“If we find the place,” Roy had asked in their flight in the early dawn, “do you look for trouble?”

“Them old grandpa baldies?” answered Weston, as if surprised. “They ain’t got a gun among ’em.”

It was the first day of September. The depressing monotony of the lifeless plains was accentuated by a choking dust. The rose tints of early days had disappeared in a dead blue, cloudless sky. The heat seemed to penetrate to the lungs and brain.

“There’s the Escalante,” said Roy a half hour after Clark’s camp was left.

“Now fur the south,” added Weston in a dry, harsh voice. “Hold her true an’ don’t ye stop till ye see somepin, ef it takes us acrost Arizony.”

The great wonder was, how Weston had missed finding the hole in his several searches. Within five miles of where the aeroplane turned south from the river, the mysterious hole suddenly appeared directly beneath the swiftly sailing Parowan. No dark depths greeted the approaching eye. What had at first seemed but a slight depression in the desert suddenly became a large circular shaft. The fumes of sulphur had colored its sides a yellowish white.

The Parowan came to a stop several hundred yards beyond the hole. Too excited to return in the airship, Weston and the boy sprang to the sand and started on a run back to the chasm.

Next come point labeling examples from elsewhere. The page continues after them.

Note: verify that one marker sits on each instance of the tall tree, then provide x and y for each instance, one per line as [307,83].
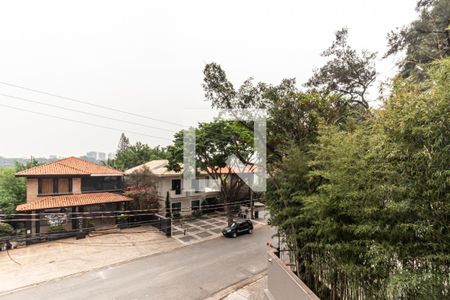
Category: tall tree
[134,155]
[348,72]
[425,39]
[142,187]
[215,143]
[124,143]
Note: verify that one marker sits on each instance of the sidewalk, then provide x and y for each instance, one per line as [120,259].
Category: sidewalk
[253,291]
[42,262]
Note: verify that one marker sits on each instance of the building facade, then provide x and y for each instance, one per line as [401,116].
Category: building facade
[64,192]
[182,201]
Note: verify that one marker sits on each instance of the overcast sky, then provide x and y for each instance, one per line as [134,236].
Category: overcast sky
[147,57]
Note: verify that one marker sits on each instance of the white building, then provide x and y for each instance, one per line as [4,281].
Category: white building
[182,201]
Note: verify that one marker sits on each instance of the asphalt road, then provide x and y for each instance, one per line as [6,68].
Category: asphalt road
[192,272]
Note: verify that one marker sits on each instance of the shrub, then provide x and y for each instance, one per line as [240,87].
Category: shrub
[197,213]
[6,229]
[56,228]
[122,219]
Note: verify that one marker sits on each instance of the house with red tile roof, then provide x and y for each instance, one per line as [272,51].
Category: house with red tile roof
[65,188]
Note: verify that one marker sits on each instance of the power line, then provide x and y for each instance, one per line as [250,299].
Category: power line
[83,112]
[88,103]
[82,122]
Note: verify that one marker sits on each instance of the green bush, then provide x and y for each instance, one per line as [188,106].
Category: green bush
[56,228]
[122,219]
[6,229]
[197,213]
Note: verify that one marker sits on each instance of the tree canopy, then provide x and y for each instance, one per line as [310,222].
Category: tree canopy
[129,155]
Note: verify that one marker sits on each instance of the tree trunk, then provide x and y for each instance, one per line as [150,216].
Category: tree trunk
[226,204]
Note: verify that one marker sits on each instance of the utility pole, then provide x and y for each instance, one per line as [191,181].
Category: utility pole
[251,204]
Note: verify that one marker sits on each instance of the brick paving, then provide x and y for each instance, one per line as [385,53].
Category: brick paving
[206,227]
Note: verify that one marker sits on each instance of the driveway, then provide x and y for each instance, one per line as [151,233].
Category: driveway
[46,261]
[194,272]
[203,228]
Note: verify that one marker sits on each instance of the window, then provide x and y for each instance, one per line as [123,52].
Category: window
[176,186]
[195,185]
[51,186]
[195,204]
[176,207]
[46,186]
[63,186]
[107,183]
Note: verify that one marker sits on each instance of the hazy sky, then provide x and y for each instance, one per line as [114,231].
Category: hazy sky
[147,58]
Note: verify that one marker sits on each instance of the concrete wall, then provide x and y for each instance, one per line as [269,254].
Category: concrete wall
[185,198]
[283,284]
[76,185]
[33,188]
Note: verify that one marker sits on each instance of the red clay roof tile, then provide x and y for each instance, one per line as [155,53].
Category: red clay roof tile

Then they discovered that their path lay along the dry bed of a watercourse.

“That’s it,” exclaimed Weston. “This is my river bed. But it comes from the south. It comes off the Straight Cliffs. I allers reckoned it come out o’ the west. An’ I sarched mainly along the Sevier Range.”

In a few moments they reached the point where the river bed ended in a worn gully leading down to the top rock shelf of the Sink Hole. Weston sprang into the depression, and, Roy at his heels, was soon on the rough, rocky shoulder that dropped, screw-like, lower and lower toward the north face of the circular opening.